At 6 months post-ART start, 28/54 (51.8%) of infants had viral suppression (plasma HIV RNA <1000 copies/ml), 27 (50.0%) had immune reconstitution (CD4% ≥25), and 38 (70.4%) infants had achieved a WAZ ≥ −2. As would be expected based on prior studies [13, 24], HIV-infected infants with poor 6-month viral responses to ART (plasma HIV RNA ≥1000 copies/ml) had significantly later speech and walking unsupported milestones than HUU infants (all P-values ≤0.0001; Table 3 and Fig. 1). These differences remained significant in analyses adjusted for 6 month post-ART growth (WAZ < −2) and household rent, (all P-values <0.005). Results were similar for infants with poor immune response to ART and underweight (WAZ < −2) at 6-months following start of ART.

We hypothesized that infants with effective responses to ART (defined by their virologic, immune or growth responses) would have significant developmental differences compared with HUU infants. HIV-infected infants with viral suppression had delayed walking unsupported and speech compared to HUU (walking median delay, 2 months; P = 0.0009; speech median delay, 3 months; P <0.0001).

In Cox proportional hazards models adjusted for 6 month post-ART growth status (WAZ < −2) and household rent, infants with viral suppression had significantly later speech (adjusted hazard ratio (aHR), 0.28, 95% confidence interval (CI), 0.16, 0.46; P < 0.001) and a trend to later walking unsupported (aHR, 0.58, 95% CI, 0.36, 0.92; P = 0.02, above the Bonferroni-corrected alpha of 0.008). Infants with 6-month immune reconstitution had delayed speech compared to HUU (aHR, 0.33, 95% CI, 0.21, 0.55; P < 0.001). Infants with sustained WAZ > −2 at 6 months also had later speech (P <0.001). Pre-ART WAZ, 6-month change in WAZ, birth weight, living in a one-room house, and caregiver education were not included in final models due to collinearity. In sensitivity analyses, models adjusted for each of these variables gave similar results.

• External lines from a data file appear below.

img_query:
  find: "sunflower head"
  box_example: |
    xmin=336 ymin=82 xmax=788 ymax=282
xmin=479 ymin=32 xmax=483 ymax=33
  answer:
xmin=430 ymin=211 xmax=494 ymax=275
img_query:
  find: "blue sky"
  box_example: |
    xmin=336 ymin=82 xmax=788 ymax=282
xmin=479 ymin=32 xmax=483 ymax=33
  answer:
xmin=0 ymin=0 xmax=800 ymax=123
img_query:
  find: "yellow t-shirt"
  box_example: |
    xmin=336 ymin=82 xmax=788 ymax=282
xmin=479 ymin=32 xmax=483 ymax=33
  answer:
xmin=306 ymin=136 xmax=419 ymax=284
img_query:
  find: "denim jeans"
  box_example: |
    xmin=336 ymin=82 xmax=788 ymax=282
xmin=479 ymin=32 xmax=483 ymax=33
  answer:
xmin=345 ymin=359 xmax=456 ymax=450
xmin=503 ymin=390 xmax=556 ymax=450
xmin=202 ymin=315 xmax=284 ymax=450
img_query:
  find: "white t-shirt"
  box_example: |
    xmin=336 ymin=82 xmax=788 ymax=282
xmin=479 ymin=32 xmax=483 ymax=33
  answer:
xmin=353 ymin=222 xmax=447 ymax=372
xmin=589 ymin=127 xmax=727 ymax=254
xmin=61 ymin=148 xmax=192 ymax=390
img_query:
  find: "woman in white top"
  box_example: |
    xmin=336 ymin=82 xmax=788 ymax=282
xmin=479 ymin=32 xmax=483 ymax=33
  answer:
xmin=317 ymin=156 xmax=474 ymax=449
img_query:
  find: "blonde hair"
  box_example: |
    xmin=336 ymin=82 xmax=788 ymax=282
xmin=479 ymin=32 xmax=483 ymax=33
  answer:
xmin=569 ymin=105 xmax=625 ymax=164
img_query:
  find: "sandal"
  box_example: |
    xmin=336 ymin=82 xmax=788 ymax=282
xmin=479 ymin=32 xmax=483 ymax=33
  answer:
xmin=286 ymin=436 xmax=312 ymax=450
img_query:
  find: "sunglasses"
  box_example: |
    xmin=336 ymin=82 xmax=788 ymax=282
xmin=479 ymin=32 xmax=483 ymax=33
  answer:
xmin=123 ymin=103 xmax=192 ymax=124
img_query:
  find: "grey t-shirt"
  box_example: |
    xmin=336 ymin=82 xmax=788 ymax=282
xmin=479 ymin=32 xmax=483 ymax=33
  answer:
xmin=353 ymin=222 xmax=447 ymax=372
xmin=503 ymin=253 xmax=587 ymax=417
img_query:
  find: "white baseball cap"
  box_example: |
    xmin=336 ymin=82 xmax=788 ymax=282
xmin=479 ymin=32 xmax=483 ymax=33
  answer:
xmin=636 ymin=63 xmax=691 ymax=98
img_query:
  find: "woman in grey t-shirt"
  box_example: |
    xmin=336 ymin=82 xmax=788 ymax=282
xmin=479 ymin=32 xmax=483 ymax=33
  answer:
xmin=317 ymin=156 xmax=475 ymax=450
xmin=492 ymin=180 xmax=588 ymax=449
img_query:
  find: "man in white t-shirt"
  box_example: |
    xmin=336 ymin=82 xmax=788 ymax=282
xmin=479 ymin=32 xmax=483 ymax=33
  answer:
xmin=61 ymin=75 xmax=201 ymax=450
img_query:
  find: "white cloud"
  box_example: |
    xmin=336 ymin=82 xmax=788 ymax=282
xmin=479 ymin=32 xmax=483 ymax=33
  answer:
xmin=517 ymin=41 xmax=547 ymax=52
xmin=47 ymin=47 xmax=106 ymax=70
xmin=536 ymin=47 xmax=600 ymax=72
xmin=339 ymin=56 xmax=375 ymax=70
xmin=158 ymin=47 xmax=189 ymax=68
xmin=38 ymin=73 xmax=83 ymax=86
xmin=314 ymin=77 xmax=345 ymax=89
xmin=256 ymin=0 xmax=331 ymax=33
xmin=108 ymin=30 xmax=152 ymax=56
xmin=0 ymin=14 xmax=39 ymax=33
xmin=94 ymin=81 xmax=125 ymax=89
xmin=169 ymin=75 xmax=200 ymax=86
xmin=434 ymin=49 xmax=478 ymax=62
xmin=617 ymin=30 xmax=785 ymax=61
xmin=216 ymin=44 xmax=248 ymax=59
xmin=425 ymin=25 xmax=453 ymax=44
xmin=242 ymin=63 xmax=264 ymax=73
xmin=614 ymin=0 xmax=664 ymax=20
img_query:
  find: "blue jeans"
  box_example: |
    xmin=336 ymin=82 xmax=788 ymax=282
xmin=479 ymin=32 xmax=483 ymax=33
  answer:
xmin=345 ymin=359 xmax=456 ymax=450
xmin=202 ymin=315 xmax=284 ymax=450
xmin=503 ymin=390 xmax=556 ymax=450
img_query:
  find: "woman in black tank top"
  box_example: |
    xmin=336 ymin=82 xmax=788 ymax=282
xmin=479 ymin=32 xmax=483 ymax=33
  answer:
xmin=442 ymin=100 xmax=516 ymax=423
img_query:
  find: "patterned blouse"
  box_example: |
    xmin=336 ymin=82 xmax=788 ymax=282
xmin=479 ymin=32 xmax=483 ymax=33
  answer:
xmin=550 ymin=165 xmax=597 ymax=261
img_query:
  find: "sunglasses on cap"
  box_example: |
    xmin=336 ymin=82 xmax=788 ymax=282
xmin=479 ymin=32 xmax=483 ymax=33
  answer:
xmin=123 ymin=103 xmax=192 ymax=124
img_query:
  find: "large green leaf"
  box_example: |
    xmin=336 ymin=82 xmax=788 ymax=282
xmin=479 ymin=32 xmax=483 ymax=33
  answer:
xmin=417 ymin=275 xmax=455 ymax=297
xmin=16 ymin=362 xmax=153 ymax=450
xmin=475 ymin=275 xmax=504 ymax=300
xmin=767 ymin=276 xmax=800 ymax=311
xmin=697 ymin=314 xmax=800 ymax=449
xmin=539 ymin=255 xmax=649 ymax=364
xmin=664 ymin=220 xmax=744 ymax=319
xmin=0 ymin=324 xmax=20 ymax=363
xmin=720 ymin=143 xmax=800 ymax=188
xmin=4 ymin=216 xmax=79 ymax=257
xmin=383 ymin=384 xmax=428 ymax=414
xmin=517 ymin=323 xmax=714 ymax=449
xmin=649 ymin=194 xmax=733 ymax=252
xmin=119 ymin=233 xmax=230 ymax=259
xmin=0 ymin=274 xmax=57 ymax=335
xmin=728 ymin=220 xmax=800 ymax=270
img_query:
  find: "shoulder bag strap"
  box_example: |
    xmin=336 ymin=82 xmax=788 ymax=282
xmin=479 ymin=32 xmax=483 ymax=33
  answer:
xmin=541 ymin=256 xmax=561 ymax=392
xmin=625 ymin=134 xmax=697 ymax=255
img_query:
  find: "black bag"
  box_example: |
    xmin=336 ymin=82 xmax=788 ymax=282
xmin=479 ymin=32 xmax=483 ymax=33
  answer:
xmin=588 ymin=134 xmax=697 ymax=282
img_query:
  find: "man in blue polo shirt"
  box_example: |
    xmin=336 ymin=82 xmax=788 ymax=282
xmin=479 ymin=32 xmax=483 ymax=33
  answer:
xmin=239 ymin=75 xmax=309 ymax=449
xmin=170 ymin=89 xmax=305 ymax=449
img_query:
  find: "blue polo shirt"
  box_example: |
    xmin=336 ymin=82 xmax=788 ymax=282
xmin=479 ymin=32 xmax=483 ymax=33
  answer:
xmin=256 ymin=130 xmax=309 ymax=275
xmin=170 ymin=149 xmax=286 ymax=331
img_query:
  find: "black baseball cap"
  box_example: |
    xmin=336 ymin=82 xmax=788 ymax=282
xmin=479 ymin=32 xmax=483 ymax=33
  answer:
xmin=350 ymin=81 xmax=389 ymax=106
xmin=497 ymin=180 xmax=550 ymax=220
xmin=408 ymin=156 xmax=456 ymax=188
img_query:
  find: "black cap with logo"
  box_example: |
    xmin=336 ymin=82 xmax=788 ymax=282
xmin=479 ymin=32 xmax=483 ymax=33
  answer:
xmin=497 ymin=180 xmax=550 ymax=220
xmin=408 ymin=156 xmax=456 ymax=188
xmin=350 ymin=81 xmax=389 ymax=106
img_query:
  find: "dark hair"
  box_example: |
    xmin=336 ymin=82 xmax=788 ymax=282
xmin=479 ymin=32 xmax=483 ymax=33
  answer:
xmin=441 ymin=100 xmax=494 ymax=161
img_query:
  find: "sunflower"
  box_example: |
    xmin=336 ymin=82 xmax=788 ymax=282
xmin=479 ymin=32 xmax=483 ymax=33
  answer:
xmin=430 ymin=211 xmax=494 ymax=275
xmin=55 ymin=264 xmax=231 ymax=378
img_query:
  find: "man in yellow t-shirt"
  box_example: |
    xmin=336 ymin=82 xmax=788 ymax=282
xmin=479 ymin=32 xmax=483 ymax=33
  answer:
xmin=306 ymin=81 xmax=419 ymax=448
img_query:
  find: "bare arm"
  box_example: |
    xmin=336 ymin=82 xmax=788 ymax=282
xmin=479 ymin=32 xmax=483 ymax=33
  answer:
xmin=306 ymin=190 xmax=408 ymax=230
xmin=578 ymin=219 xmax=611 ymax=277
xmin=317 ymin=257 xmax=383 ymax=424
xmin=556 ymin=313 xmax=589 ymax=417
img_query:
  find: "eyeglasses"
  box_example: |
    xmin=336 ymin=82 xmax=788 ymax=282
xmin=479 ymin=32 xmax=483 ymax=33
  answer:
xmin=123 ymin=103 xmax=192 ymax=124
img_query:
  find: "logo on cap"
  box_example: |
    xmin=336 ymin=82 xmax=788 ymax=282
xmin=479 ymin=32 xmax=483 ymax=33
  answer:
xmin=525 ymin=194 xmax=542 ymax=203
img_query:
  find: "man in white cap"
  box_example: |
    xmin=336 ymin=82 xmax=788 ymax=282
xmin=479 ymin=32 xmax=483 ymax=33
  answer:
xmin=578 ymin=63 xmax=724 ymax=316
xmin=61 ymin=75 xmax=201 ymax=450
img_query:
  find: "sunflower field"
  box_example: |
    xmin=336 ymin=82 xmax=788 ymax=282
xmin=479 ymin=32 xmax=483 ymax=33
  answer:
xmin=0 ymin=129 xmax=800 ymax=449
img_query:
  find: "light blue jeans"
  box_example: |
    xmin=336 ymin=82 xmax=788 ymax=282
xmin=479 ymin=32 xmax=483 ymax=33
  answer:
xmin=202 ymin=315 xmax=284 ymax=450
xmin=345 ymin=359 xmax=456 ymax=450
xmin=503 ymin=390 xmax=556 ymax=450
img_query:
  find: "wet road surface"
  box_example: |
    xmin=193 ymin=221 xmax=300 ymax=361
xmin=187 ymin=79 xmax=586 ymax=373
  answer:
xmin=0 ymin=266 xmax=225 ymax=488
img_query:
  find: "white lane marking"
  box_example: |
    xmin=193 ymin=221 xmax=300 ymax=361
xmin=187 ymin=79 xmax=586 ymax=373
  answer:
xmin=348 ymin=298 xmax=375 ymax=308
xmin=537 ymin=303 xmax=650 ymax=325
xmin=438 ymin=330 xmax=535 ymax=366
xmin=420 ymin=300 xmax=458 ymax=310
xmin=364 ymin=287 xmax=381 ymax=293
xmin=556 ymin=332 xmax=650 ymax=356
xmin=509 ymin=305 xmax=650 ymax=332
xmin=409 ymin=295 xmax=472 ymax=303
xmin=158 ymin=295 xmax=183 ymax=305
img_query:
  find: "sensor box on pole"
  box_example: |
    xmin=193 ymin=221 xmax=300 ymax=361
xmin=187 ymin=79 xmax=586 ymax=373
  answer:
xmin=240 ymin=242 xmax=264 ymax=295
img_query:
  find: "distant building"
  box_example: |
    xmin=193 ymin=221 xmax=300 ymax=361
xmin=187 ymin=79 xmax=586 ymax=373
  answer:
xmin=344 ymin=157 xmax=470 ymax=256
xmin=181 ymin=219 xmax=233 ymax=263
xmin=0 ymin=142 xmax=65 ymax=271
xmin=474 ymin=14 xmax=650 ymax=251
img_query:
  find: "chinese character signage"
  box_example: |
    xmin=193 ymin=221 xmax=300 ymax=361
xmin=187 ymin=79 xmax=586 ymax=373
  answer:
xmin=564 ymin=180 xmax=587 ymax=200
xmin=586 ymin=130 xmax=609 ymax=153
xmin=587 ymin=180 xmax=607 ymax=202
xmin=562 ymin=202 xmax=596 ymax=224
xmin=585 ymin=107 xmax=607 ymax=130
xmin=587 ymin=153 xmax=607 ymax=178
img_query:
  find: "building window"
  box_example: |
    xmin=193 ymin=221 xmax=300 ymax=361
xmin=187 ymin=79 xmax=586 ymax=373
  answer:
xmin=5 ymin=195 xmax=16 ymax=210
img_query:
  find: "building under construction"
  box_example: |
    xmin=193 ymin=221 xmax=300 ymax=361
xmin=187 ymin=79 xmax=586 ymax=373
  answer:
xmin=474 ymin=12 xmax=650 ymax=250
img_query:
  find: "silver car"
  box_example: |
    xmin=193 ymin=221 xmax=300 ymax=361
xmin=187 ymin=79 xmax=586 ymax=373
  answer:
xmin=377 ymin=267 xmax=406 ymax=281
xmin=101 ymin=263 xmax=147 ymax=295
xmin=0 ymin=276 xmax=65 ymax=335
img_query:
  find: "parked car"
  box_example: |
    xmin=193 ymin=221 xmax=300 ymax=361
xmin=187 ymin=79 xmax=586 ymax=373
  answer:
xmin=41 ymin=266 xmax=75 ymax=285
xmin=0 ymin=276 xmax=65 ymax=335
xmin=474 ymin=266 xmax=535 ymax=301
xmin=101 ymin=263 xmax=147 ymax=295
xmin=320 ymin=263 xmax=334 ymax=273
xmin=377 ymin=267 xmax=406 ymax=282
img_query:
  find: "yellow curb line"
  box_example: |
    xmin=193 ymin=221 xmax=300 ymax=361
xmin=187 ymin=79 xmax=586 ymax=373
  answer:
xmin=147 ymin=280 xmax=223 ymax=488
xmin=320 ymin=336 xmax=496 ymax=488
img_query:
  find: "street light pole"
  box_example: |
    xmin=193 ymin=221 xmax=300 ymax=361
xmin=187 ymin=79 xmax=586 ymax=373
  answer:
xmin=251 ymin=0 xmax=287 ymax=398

Eighteen of fifty-four (33.3%) infants had combined viral suppression and immune reconstitution at 6-months post-ART. In exploratory analyses, these infants had similar age at walking unsupported (aHR, 0.73, 95% CI 0.43, 1.26; P = 0.3), but had delayed speech compared with HUU infants (unadjusted median delay, 2 months; P = 0.0002; aHR, 0.40, 95% CI, 0.23, 0.69; P = 0.001). Infants with both poor viral suppression and poor immune reconstitution had even more pronounced delays (walking: median difference delay, 4 months; P = 0.0001; speech delay, 5 months, P < 0.0001) compared with HUU infants. These differences remained in adjusted models (all p-values ≤0.001).

HIV-infected infants in this study received LPV/r-based ART if they had prior exposure to NVP for PMTCT, and we previously reported that infants receiving LPV/r-based ART had significantly earlier speech compared with those receiving NVP-ART [19]. In exploratory analyses, infants receiving LPV/r-based ART still had significantly later speech than HUU infants (aHR, 0.37, 95% CI, 0.21, 0.65; P = 0.001).